We also hear from longtime friend Harry Belafonte (whom he directed in 1972’s “Buck and the Preacher”) and Barbra Streisand, with whom Poitier and Paul Newman resolved to take control of their creative opportunities via First Artists, an actor-driven production company they co-founded in 1969. From the beginning, Poitier was clear enough about what he stood for to turn down roles that failed to embody his values (which explains passing on “The Phenix City Story” early in his career). And as his influence grew, he fought to change scripts as necessary to reflect the dignity of his characters. Poitier’s story of how his run-in with authorities in Miami convinced him that Virgil Tibbs wouldn’t simply turn the other cheek in “In the Heat of the Night” makes for the film’s high point, especially as Spike Lee, Quincy Jones and Freeman recall their reactions to the most satisfying slap in film history.

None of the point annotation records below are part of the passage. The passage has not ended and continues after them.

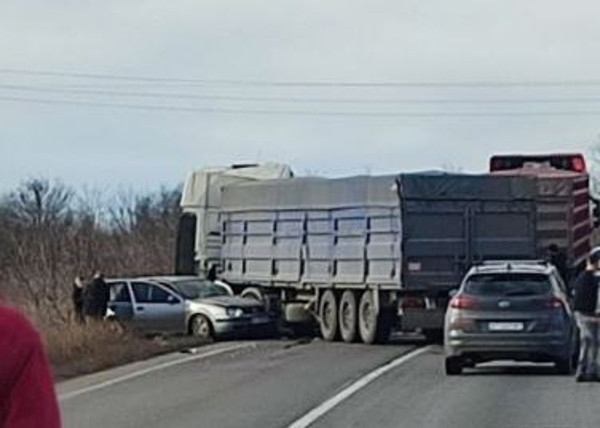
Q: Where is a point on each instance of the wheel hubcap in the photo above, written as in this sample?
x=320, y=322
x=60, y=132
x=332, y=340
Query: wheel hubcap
x=346, y=316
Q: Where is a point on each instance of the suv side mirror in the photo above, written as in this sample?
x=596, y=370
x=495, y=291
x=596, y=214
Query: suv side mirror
x=172, y=300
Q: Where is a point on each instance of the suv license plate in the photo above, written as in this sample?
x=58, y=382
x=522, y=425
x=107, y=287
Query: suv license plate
x=505, y=326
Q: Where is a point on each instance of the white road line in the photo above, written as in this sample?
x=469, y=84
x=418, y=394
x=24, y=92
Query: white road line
x=136, y=374
x=329, y=404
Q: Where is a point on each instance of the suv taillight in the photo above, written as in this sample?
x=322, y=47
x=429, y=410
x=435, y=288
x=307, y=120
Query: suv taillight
x=554, y=303
x=463, y=302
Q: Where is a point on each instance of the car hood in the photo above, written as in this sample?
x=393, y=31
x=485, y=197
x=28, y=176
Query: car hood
x=230, y=301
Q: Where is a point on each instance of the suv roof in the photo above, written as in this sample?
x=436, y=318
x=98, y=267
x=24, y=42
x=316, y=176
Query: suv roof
x=518, y=266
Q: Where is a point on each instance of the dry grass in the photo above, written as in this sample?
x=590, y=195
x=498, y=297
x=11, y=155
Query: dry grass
x=76, y=349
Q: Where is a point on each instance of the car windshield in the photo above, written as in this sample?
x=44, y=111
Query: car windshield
x=199, y=289
x=507, y=284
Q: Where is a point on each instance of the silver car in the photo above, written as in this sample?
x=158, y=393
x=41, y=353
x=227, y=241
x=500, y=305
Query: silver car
x=510, y=311
x=186, y=305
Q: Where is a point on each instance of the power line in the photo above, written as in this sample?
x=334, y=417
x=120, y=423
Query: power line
x=316, y=100
x=291, y=83
x=314, y=113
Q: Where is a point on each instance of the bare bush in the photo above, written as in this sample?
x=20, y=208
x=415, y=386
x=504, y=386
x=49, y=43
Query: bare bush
x=49, y=235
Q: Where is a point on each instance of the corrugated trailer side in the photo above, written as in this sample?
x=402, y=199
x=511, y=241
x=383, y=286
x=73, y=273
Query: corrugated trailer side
x=449, y=223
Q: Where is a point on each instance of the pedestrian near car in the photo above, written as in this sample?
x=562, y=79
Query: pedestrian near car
x=96, y=297
x=27, y=395
x=77, y=299
x=585, y=306
x=559, y=259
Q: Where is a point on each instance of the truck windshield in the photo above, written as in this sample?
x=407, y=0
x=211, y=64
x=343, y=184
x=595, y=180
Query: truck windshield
x=507, y=284
x=199, y=289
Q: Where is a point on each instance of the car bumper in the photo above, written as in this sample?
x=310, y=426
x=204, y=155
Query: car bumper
x=522, y=347
x=244, y=326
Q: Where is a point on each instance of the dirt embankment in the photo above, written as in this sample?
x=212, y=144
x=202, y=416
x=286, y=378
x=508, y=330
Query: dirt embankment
x=77, y=349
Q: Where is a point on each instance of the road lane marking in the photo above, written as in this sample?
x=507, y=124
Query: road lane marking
x=139, y=373
x=317, y=412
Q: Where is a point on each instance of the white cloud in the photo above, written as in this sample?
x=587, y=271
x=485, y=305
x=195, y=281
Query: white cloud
x=350, y=40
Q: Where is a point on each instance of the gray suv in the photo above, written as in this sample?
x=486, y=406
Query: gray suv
x=510, y=310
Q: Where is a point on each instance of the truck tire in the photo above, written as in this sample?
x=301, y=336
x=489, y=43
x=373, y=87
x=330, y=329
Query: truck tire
x=253, y=293
x=347, y=316
x=367, y=318
x=328, y=316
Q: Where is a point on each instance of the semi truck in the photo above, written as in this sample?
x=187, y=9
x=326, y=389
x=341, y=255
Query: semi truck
x=364, y=254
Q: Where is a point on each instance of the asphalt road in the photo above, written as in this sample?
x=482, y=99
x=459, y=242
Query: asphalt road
x=275, y=383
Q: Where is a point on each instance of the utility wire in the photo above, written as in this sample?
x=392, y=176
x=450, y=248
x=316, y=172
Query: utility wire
x=309, y=100
x=314, y=113
x=291, y=83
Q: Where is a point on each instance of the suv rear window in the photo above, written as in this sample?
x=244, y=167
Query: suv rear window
x=508, y=284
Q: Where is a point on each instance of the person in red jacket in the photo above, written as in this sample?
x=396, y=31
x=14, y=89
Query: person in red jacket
x=27, y=395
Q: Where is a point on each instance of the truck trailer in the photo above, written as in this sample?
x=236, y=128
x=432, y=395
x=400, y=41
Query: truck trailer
x=359, y=254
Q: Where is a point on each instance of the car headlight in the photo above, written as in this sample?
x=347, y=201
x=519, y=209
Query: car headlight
x=234, y=312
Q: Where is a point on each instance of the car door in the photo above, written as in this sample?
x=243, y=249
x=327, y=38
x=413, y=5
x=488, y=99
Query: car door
x=120, y=302
x=157, y=309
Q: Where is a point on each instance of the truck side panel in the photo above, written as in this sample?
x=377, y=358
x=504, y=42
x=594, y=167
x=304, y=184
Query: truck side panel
x=312, y=232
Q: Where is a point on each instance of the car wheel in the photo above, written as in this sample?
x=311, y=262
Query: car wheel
x=328, y=316
x=434, y=335
x=347, y=316
x=201, y=327
x=454, y=366
x=564, y=366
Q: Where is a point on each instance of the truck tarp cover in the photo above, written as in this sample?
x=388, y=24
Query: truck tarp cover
x=466, y=187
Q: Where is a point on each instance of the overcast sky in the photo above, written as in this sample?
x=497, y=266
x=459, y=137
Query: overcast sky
x=236, y=81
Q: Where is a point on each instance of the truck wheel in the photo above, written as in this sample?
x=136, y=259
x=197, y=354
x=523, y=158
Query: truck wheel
x=328, y=317
x=253, y=293
x=347, y=316
x=367, y=318
x=453, y=366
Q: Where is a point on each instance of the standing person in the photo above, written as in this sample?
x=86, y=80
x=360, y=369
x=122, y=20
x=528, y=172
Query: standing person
x=27, y=396
x=96, y=297
x=559, y=259
x=585, y=306
x=212, y=273
x=77, y=299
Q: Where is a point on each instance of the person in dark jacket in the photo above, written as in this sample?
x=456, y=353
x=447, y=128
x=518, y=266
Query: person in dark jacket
x=77, y=299
x=559, y=259
x=96, y=297
x=588, y=319
x=212, y=273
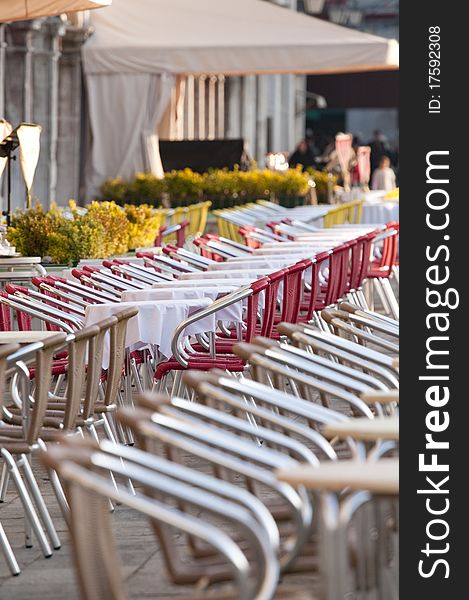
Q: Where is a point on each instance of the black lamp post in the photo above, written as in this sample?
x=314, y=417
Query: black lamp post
x=7, y=146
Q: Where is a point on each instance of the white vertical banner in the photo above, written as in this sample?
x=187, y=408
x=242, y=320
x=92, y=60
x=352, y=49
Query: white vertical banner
x=343, y=147
x=29, y=139
x=5, y=129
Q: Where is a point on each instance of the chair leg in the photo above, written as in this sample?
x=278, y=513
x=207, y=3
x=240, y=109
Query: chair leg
x=31, y=515
x=377, y=284
x=391, y=298
x=4, y=480
x=39, y=501
x=176, y=389
x=8, y=553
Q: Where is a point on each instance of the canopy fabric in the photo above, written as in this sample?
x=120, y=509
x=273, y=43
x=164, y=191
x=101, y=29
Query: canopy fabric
x=124, y=118
x=22, y=10
x=226, y=36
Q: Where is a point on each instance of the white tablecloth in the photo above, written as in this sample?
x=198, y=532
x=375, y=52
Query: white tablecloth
x=155, y=322
x=231, y=314
x=258, y=273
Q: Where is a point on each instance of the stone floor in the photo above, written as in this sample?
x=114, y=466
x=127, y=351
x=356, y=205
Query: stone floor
x=54, y=578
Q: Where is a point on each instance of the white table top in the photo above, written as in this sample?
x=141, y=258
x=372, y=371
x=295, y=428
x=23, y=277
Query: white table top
x=232, y=314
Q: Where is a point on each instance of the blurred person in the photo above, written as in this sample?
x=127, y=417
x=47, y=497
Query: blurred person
x=303, y=155
x=383, y=177
x=379, y=147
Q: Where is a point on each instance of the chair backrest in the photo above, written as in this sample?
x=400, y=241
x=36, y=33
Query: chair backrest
x=5, y=351
x=117, y=353
x=95, y=362
x=292, y=290
x=78, y=349
x=271, y=301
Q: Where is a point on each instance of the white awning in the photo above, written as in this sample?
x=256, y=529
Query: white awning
x=226, y=36
x=22, y=10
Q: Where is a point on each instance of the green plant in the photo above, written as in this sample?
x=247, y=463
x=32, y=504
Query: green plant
x=186, y=186
x=115, y=224
x=183, y=184
x=37, y=233
x=323, y=180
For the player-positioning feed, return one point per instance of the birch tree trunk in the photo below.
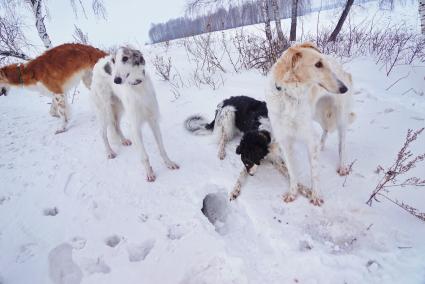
(294, 14)
(265, 10)
(341, 20)
(36, 6)
(422, 15)
(276, 15)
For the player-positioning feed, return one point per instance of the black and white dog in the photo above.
(250, 117)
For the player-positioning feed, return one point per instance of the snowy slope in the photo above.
(66, 211)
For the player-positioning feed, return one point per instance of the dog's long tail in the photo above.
(199, 125)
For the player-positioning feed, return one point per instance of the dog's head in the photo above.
(253, 148)
(128, 66)
(4, 90)
(305, 64)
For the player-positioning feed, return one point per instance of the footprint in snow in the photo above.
(139, 252)
(62, 268)
(113, 241)
(51, 211)
(26, 251)
(96, 265)
(215, 207)
(176, 232)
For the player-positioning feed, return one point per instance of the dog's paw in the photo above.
(150, 175)
(316, 200)
(304, 190)
(172, 166)
(289, 197)
(111, 155)
(235, 193)
(60, 130)
(343, 170)
(126, 142)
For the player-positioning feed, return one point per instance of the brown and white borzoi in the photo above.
(54, 72)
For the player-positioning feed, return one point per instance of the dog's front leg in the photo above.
(287, 148)
(323, 139)
(313, 153)
(343, 169)
(222, 144)
(62, 105)
(54, 108)
(158, 138)
(138, 139)
(280, 166)
(104, 132)
(238, 186)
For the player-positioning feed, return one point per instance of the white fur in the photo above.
(291, 113)
(138, 101)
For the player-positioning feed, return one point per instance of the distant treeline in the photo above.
(245, 14)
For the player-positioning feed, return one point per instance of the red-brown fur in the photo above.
(54, 70)
(54, 67)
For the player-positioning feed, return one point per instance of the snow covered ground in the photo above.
(69, 215)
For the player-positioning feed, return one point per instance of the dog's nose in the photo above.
(118, 80)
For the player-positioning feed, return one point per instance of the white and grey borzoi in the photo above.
(120, 83)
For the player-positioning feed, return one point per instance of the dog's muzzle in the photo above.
(252, 170)
(118, 80)
(3, 91)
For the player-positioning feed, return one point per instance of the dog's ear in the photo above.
(140, 59)
(108, 68)
(311, 45)
(238, 150)
(296, 58)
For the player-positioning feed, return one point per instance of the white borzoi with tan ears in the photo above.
(54, 72)
(300, 86)
(120, 83)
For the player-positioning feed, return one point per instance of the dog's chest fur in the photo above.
(139, 100)
(289, 116)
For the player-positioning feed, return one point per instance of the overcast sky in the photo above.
(128, 21)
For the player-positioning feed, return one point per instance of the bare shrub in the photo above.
(404, 163)
(392, 46)
(162, 67)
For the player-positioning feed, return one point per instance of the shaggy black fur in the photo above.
(248, 112)
(3, 91)
(254, 147)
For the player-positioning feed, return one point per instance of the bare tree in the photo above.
(341, 20)
(12, 39)
(276, 13)
(265, 9)
(422, 15)
(79, 36)
(294, 15)
(36, 6)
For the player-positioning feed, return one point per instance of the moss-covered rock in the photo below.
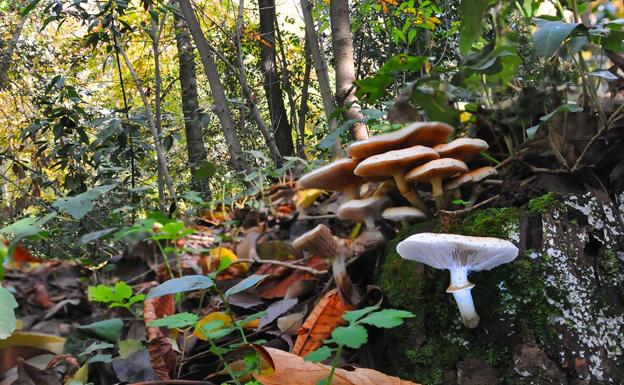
(524, 300)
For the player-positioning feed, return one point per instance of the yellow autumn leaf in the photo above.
(465, 116)
(305, 198)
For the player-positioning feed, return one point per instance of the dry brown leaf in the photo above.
(324, 318)
(163, 357)
(291, 369)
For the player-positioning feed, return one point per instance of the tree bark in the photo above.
(320, 68)
(272, 85)
(190, 104)
(342, 44)
(218, 94)
(7, 56)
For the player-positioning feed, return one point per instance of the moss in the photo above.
(544, 203)
(492, 222)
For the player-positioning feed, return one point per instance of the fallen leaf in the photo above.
(289, 368)
(163, 357)
(324, 318)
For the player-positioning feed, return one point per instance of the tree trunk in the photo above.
(272, 88)
(6, 56)
(190, 104)
(320, 67)
(218, 94)
(342, 44)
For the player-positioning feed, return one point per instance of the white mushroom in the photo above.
(459, 254)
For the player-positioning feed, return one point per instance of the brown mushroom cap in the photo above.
(336, 176)
(391, 162)
(423, 133)
(473, 176)
(464, 149)
(363, 210)
(438, 168)
(404, 213)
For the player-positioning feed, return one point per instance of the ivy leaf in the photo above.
(319, 355)
(180, 285)
(245, 284)
(551, 34)
(80, 205)
(352, 336)
(7, 316)
(176, 321)
(354, 315)
(387, 318)
(473, 13)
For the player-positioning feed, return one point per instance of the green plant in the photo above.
(354, 335)
(120, 295)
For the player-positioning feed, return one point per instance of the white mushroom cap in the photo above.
(446, 251)
(404, 213)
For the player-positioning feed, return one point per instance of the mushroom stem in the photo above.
(438, 193)
(469, 315)
(460, 288)
(409, 194)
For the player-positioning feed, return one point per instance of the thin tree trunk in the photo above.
(190, 104)
(160, 154)
(320, 68)
(242, 78)
(272, 87)
(303, 109)
(342, 44)
(7, 56)
(218, 94)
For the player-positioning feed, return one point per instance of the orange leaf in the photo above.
(291, 369)
(163, 357)
(325, 317)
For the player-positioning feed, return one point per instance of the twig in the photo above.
(308, 269)
(463, 211)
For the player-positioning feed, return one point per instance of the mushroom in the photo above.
(336, 176)
(404, 214)
(459, 254)
(320, 241)
(395, 164)
(363, 210)
(435, 172)
(423, 133)
(471, 177)
(464, 149)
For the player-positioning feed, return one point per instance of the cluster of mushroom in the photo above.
(416, 153)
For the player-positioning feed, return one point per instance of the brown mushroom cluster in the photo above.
(416, 155)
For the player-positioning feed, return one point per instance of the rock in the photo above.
(473, 371)
(532, 363)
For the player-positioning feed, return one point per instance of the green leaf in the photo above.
(95, 235)
(245, 284)
(568, 107)
(7, 315)
(176, 321)
(550, 35)
(473, 14)
(354, 315)
(319, 355)
(107, 330)
(180, 285)
(387, 318)
(78, 206)
(102, 293)
(352, 336)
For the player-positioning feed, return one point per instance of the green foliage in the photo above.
(120, 295)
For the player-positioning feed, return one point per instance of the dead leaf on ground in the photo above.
(292, 369)
(163, 357)
(324, 318)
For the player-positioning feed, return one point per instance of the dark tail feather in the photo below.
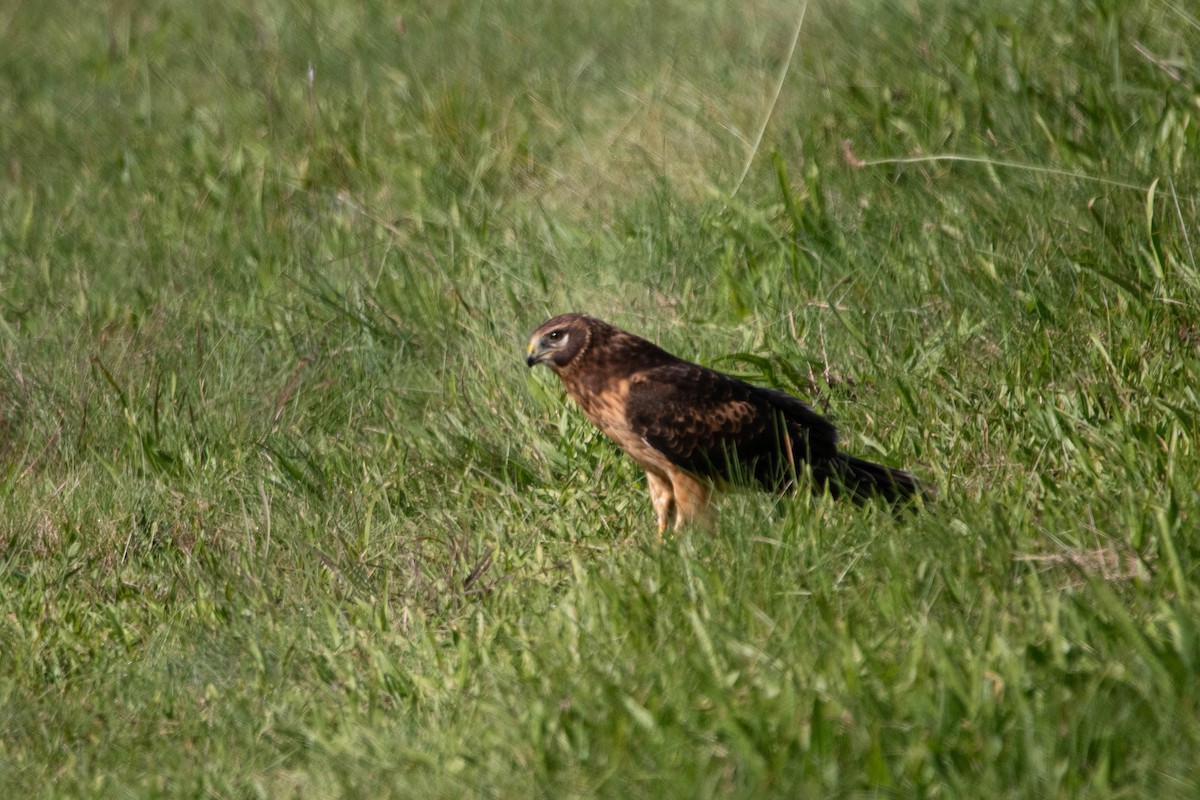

The system tried to discredit Poitier at one point, citing his admiration of Paul Robeson as evidence of communist inclinations — and Poitier openly acknowledges his concern for civil rights and working-class issues, which the government was actively trying to manage around the time his career was taking off (with roles like “Blackboard Jungle” and “A Raisin in the Sun”). The actor appealed to Black and white audiences alike, and by 1967, he was the country’s biggest box office draw, starring in “In the Heat of the Night,” “Guess Who’s Coming to Dinner” and “To Sir, With Love” in the same year. But the country was changing, and Poitier shares how much it hurt that some African Americans saw him as an Uncle Tom.
As a documentary, “Sidney” is clearly invested in the myth of Poitier’s legacy, but its willingness to confront this dimension of his identity — as in the “magical Negro” gesture of jumping off the train to save Tony Curtis’ character in “The Defiant Ones” (1958) — shows that it’s not above being critical. Behind the camera, Hudlin has graduated from populist “urban” hits (“House Party,” “Boomerang”) to inspirational, Black-centric features (“Marshall,” “Safety”), and “Sidney” fits with his more activist recent work. The film isn’t groundbreaking, but its subject most certainly was, and Hudlin has the good sense to get out of the way and give Poitier the spotlight, which shines all the brighter through the eyes of the talents who followed in his footsteps.